The Social Media Networks Distortion   I came across an interesting experiment about how physical experiences affect our interactions with others. In 2008 Lawrence E. Williams and John A. Bargh found out in their study Experiencing Physical Warmth Promotes Interpersonal Warmth that something as simple as the temperature of a coffee can have an influence on us judging the others. This is how their experiment worked: forty-one students have been placed in two groups. Each person was “accidentally” asked to hold a cup of coffee for someone for about half an minute. The people from one group had to hold a hot cup of coffee and the people from the other group had to hold a cold cup of coffee. After that, they were presented to a description of a person and they had to rate that person on different aspects (generous/ungenerous, happy/unhappy and others). The conclusion was that the people who held the hot coffee evaluated the person from the description significantly more positive than the people that held the iced coffee.
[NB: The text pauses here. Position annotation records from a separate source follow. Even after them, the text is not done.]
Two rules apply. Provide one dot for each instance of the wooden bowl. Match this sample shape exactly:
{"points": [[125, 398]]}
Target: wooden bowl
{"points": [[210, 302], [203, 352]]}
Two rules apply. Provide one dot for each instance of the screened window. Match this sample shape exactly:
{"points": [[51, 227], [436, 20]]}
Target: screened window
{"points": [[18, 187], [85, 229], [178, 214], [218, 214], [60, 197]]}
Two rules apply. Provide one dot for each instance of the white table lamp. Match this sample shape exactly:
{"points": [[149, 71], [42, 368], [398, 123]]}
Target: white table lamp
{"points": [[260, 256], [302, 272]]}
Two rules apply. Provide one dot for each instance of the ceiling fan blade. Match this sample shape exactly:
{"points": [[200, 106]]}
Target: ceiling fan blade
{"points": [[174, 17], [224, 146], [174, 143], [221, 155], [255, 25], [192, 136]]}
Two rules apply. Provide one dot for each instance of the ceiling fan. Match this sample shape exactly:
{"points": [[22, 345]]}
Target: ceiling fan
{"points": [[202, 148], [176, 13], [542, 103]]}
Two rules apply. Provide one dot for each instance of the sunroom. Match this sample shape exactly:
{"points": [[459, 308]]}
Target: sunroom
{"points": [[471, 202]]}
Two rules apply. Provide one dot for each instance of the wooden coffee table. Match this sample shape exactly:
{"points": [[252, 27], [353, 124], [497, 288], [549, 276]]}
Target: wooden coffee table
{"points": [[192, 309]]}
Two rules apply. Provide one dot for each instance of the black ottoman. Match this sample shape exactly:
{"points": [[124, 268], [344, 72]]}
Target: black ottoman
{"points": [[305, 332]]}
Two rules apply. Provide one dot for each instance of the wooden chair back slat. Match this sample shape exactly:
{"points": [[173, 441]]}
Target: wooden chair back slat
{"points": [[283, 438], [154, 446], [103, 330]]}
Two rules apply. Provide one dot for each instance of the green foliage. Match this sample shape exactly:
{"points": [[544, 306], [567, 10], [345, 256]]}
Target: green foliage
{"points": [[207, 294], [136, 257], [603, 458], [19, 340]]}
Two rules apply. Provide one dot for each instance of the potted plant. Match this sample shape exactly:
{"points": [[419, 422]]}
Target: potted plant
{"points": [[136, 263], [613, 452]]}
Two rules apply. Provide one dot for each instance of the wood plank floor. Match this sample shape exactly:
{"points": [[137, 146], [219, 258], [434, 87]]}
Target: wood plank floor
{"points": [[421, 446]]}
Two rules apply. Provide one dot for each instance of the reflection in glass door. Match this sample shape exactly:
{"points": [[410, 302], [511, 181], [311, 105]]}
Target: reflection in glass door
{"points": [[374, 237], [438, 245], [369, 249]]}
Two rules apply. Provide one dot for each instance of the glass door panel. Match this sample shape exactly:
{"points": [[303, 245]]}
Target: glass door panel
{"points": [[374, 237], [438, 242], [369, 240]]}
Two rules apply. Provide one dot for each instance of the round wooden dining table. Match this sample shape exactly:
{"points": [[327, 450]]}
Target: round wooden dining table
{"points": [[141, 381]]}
   Because there were some limitations of this experiment, in 2015 Wenqi Wei, Jingjing Ma and Lei Wang tried to replicate it in their study The ‘warm’ side of coldness: Cold promotes interpersonal warmth in negative contexts. The conclusions were that people who are exposed to warm physical contacts are more likely to respond positive in positive social contacts, but not in negative social contacts, where the roles reverse (the cold physical contacts might lead to more positive responses in negative social interactions).
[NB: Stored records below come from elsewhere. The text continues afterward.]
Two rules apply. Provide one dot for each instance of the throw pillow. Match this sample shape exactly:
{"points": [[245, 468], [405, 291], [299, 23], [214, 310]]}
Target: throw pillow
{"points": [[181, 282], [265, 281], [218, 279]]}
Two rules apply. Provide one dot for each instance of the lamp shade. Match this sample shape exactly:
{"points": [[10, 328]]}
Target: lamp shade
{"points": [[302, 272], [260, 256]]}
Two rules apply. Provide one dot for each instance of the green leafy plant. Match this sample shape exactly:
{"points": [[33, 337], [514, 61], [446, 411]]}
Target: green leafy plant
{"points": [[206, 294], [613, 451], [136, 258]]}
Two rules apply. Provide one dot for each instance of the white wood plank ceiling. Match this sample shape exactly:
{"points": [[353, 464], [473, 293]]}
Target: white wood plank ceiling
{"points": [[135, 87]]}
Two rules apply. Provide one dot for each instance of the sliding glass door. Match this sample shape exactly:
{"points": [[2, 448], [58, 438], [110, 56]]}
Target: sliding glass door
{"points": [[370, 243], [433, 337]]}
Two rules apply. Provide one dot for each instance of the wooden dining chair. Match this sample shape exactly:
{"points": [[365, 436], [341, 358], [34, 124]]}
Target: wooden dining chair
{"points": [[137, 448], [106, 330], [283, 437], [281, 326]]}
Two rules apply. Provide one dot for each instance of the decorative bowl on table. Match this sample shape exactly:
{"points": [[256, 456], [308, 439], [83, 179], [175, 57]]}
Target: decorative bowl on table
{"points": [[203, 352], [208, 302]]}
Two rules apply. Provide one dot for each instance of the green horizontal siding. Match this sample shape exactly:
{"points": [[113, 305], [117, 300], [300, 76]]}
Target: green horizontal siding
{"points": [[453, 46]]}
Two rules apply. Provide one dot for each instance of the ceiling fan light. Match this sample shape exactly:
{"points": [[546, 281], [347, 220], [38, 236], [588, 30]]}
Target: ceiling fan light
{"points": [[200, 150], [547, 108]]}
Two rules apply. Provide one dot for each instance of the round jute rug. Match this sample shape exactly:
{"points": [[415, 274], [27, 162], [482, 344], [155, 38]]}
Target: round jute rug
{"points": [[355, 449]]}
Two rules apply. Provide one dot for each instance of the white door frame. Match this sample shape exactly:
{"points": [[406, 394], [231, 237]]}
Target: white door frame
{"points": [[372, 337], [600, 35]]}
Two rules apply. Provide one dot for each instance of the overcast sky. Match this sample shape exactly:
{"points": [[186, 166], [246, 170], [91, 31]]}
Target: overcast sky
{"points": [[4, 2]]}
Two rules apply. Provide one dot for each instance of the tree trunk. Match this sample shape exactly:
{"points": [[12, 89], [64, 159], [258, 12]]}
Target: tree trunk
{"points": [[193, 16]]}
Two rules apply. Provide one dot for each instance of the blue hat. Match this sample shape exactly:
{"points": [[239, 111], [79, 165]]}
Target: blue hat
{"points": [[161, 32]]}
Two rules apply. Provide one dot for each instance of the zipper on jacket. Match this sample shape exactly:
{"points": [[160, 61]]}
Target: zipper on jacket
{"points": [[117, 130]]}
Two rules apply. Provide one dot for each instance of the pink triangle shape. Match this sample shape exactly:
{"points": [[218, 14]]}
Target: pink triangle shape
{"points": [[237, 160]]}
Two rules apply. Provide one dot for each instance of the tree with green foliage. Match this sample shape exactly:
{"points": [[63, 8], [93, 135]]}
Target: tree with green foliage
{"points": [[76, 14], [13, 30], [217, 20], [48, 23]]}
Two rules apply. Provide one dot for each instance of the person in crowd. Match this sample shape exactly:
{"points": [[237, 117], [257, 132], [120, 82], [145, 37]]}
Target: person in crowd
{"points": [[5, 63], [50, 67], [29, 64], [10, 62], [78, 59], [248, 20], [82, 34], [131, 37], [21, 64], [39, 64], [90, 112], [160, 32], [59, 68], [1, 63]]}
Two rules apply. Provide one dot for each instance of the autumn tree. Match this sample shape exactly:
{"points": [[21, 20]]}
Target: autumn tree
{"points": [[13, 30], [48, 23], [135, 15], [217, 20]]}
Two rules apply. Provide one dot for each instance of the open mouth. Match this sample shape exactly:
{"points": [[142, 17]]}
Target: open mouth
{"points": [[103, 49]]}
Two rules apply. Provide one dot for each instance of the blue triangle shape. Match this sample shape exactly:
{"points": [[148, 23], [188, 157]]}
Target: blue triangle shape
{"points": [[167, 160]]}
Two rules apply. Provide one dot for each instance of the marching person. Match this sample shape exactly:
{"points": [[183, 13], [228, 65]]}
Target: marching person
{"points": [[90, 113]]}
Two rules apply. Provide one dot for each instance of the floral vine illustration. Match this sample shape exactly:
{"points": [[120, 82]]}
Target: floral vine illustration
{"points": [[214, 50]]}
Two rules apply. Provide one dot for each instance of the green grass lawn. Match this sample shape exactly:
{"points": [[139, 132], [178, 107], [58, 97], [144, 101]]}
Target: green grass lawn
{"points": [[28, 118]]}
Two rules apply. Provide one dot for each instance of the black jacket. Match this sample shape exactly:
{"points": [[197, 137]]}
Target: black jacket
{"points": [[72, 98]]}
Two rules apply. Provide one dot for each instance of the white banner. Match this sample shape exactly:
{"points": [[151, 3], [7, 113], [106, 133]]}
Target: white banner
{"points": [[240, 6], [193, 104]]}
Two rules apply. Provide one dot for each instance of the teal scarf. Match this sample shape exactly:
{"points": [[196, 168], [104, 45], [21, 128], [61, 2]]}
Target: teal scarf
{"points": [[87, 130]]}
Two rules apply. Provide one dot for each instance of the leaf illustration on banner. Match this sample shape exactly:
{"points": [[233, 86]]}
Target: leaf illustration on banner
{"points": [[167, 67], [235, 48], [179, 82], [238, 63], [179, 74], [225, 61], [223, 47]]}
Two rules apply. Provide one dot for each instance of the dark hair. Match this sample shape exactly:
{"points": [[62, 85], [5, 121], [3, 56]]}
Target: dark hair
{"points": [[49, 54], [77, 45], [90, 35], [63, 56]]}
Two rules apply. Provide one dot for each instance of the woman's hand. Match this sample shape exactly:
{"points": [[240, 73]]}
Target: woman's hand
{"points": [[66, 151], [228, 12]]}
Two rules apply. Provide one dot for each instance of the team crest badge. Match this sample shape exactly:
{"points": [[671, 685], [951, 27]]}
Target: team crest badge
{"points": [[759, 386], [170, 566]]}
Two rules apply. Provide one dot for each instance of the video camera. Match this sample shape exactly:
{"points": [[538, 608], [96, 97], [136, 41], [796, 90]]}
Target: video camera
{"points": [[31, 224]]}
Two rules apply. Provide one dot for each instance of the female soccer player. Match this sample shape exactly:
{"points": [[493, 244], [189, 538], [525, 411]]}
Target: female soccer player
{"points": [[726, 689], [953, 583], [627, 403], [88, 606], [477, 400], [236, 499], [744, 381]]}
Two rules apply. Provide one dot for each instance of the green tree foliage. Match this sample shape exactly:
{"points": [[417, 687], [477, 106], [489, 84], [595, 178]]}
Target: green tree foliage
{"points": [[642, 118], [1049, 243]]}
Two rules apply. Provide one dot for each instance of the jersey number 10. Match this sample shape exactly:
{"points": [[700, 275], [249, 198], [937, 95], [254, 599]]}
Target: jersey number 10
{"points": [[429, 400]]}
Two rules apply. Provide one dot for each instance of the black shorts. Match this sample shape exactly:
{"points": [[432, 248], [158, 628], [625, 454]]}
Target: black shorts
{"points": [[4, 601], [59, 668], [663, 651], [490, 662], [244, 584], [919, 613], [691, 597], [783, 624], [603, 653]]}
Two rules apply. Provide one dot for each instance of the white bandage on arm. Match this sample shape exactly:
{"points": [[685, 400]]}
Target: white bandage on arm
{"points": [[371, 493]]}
   If you read everything until this point, you’re a hero! The conclusion is that the way we feel physically has a big influence on the way we react to everything (my post Instincts and Basic Needs is somehow related to this). When it’s too hot, we might get angry faster. If we just ate, we might be sleepier and so on. I think that before jumping to actions and conclusions, a quick Is this really what I want? question won’t hurt.

   Have you noticed something similar in your life? What’s your opinion about this?

5 thoughts on “Physical warmth and interpersonal outcomes

  1. Yes I have. I’m not really a person unless I have a coffee first. No, just joking. I’m going to say I don’t judge the book by its cover, never, but I pay attention to the way people handle the coffee cup or things like that, I don’t know why.

  2. Oh, if I’m “hangry” (hungry = angry) I’m not the nicest person at all. If I’m tired, I pay less attention to people. If I’m hot, I have less patience… If I’m physically uncomfortable, I’m 76% more likely to be unkind. (Umm, I made that number up). I suppose it’s dealing with all the anxiety and what not all the time, that the physical just takes me over the edge.